I haven't touched upon overloading. It gets close but doesn't become real OOP until it can do function overloading, which enables polymorphism. Function overloading can be implemented by including a table of methods (function pointers) in the object's type definition. Calling a method would resemble this chain:
self->objtype->methods.method(self, parameters);
This is how virtual function calls work in C++. A derived type has a copy of the table of its base class. In Objective-C, it works a little different. There, invoking a method means “sending a message”. What happens is, the table is searched for the method, and if the method is not found, the table of the superclass will be searched. This way, all methods of the superclass are inherited by the subclass.
Both ways can be simulated in plain C, but there is the tiresome work of writing out the virtual tables. Moreover, the first argument to the method would always have to be void* to prevent compiler warnings.

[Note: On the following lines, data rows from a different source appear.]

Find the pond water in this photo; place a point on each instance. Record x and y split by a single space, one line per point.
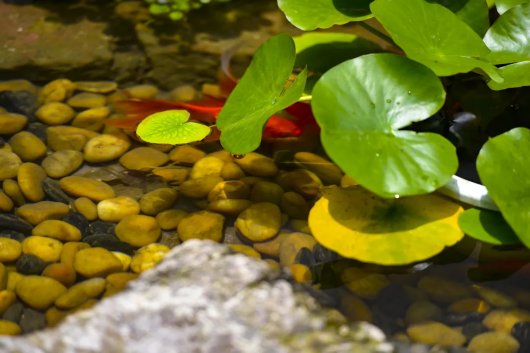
86 207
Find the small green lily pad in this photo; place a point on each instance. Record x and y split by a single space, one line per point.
502 165
359 225
487 226
171 127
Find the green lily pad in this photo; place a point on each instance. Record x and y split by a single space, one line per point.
515 75
503 168
487 226
473 12
509 38
171 127
360 106
362 226
263 90
324 13
504 5
434 36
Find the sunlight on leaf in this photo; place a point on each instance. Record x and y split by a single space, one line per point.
171 127
263 90
362 226
503 168
360 106
487 226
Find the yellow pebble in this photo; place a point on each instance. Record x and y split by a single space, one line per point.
10 250
47 249
9 328
148 257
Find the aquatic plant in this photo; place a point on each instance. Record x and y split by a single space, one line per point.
385 118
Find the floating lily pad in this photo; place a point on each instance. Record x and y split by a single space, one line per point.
324 13
360 106
434 36
171 127
503 168
487 226
359 225
263 90
509 37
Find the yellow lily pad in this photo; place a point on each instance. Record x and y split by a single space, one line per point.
360 225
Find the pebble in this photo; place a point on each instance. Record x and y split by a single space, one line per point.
259 222
207 166
170 219
10 163
80 293
9 328
92 119
45 248
38 212
201 225
68 137
142 158
60 272
12 190
258 165
30 177
27 146
6 204
82 186
32 320
435 333
504 320
291 246
327 171
442 290
86 207
29 265
11 123
62 163
87 100
117 208
493 342
157 201
105 148
422 310
39 292
56 91
148 257
185 154
96 262
59 230
199 188
10 250
138 230
55 113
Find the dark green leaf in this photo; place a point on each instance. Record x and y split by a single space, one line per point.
171 127
503 168
509 37
434 36
324 13
262 91
487 226
360 105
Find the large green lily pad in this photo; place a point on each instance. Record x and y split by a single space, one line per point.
324 13
509 37
263 90
359 225
171 127
503 168
360 106
434 36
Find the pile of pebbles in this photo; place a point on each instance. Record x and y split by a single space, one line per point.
85 208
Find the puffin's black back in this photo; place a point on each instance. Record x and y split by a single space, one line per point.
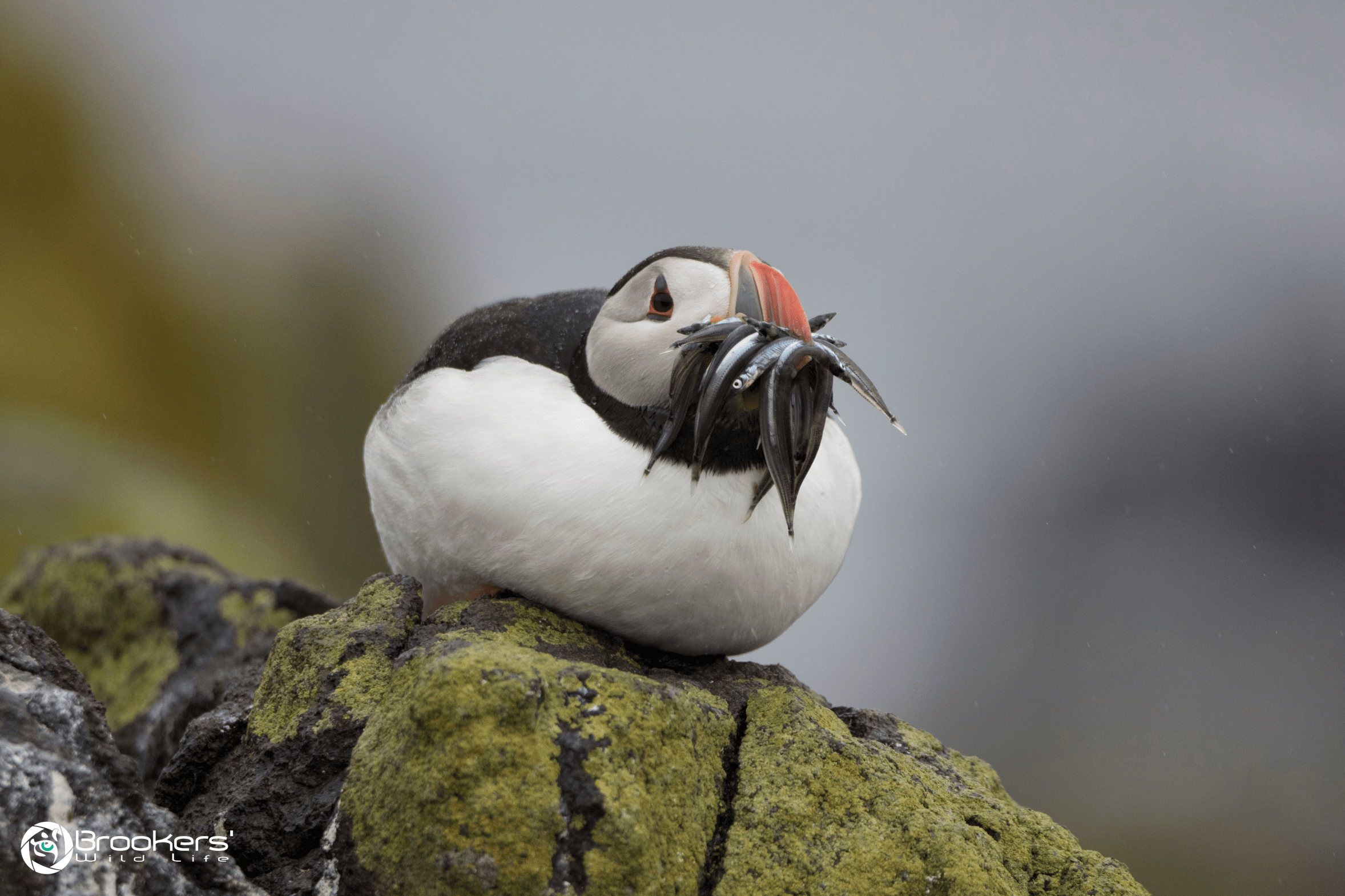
552 332
545 330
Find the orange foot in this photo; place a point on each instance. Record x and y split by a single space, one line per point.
467 592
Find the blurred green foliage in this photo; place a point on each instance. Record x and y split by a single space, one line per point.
202 392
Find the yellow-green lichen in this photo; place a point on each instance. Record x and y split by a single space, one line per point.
463 761
308 650
531 624
819 810
107 620
255 614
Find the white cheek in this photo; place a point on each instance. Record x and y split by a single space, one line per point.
633 361
629 356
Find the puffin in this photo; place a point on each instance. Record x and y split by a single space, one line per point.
661 459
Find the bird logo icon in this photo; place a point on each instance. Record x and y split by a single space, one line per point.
46 848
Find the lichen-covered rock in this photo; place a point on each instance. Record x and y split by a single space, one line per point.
496 747
58 762
822 810
159 631
501 748
277 785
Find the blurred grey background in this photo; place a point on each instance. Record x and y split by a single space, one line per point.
1093 256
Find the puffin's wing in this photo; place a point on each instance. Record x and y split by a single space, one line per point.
544 330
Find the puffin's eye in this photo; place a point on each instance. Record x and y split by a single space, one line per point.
661 303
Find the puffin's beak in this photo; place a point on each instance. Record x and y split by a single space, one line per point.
759 291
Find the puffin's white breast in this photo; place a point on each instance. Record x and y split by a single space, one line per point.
504 475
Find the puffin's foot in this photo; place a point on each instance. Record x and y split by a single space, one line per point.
466 592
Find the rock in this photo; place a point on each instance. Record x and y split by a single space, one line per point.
498 747
58 762
159 631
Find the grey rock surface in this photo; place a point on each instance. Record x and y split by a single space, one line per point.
58 762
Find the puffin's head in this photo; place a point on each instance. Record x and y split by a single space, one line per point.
627 350
704 328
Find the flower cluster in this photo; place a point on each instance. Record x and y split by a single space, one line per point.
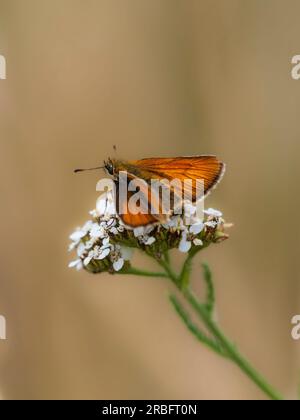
104 243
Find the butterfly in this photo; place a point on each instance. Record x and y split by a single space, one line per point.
206 168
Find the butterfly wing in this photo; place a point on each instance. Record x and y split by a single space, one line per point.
142 218
205 167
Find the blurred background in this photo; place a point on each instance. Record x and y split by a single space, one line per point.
156 78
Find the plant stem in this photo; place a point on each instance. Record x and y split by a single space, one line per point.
230 349
138 272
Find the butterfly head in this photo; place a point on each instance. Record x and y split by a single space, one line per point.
109 166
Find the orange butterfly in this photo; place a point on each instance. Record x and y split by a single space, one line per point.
204 167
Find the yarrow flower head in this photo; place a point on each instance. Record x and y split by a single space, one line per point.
105 244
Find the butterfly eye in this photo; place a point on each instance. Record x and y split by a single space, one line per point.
109 167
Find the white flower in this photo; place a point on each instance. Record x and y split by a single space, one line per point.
139 231
189 209
81 249
120 254
211 224
97 231
197 242
184 245
77 264
150 240
126 252
105 205
118 264
196 228
213 212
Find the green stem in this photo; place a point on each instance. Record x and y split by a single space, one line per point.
200 335
138 272
206 317
230 349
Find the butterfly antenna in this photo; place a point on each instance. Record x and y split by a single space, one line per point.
88 169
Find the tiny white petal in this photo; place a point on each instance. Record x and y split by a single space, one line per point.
87 260
211 224
118 264
148 229
77 264
103 254
105 242
196 228
126 252
81 249
114 231
189 209
72 246
77 235
213 212
184 245
150 240
139 231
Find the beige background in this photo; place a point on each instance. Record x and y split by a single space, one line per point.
154 77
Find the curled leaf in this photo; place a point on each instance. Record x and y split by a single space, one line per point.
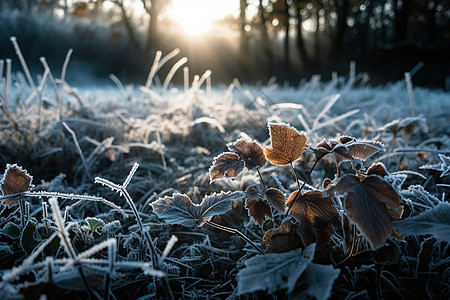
288 144
367 203
15 180
378 169
434 221
274 271
250 152
347 148
276 198
312 208
259 210
282 239
225 165
252 193
179 208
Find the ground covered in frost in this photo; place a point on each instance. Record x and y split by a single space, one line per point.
174 136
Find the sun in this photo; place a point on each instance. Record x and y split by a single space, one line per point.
199 16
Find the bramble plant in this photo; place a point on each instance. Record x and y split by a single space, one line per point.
361 203
281 213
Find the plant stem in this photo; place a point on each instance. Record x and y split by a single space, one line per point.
298 184
122 190
236 232
262 181
22 212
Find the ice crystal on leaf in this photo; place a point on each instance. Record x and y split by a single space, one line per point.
15 181
288 144
370 203
179 208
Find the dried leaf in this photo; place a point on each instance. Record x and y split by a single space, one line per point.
347 148
250 152
288 144
252 193
225 165
282 239
445 165
259 210
364 150
312 208
435 221
274 271
319 280
378 169
15 180
277 199
179 208
367 203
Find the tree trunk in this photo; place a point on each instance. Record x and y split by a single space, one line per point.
300 41
244 51
287 61
265 39
342 9
401 20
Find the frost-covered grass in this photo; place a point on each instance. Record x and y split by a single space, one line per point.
145 143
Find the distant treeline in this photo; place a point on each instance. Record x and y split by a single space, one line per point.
288 39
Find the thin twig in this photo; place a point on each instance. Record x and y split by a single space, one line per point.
236 232
298 184
78 148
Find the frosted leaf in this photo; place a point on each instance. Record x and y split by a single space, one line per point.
435 221
288 144
347 148
319 280
367 203
15 180
312 208
282 239
259 210
180 210
274 271
276 198
250 152
378 169
445 165
226 165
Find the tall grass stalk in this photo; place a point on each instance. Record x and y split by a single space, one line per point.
122 191
186 78
78 148
410 93
172 71
65 240
55 88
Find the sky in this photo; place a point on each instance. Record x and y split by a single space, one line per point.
198 16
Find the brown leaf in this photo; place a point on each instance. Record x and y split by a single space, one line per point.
250 152
225 165
283 239
15 180
276 198
364 150
323 148
377 169
312 208
259 210
366 204
252 193
288 144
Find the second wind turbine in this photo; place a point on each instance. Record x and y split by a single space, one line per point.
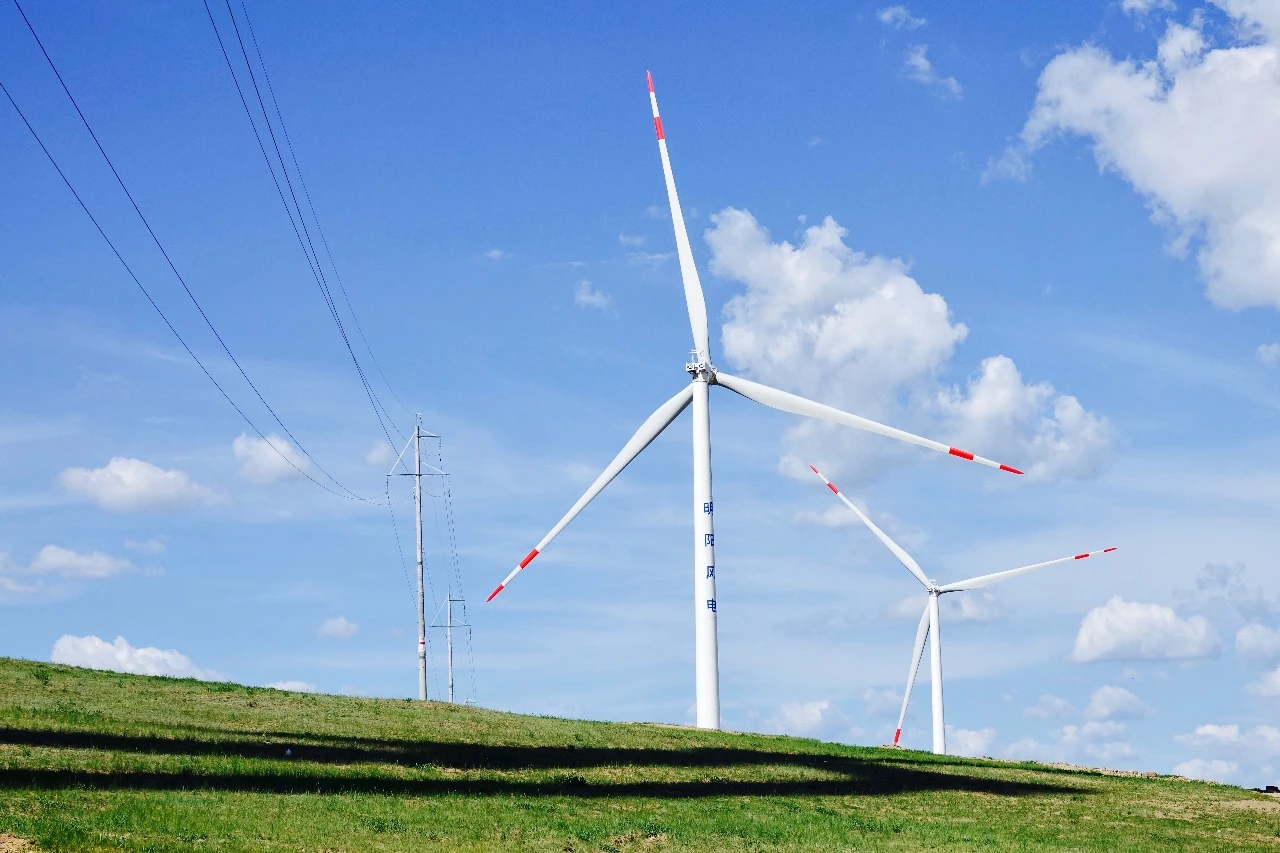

Finally, a word on using liboco. Programming in C with liboco is a lot like programming in Objective-C, and like in Objective-C, you practically leave plain C behind. You are now working with this new API, and the code is full of calls into this library, which is your foundation. Adding a new type for some kind of data structure means implementing it as an object, and writing the destructor, copy constructor, and string representation methods. This can be a drag, but it's part of what liboco is. Having an array and map type at your disposal in which any object can be placed, is a great win. You can quickly prototype something in Python and convert it to C rather easily. Wouldn't it be great if we could do automated machine translation from a scripting language to C and then compile it to native code? It's maybe something to work on at a later time.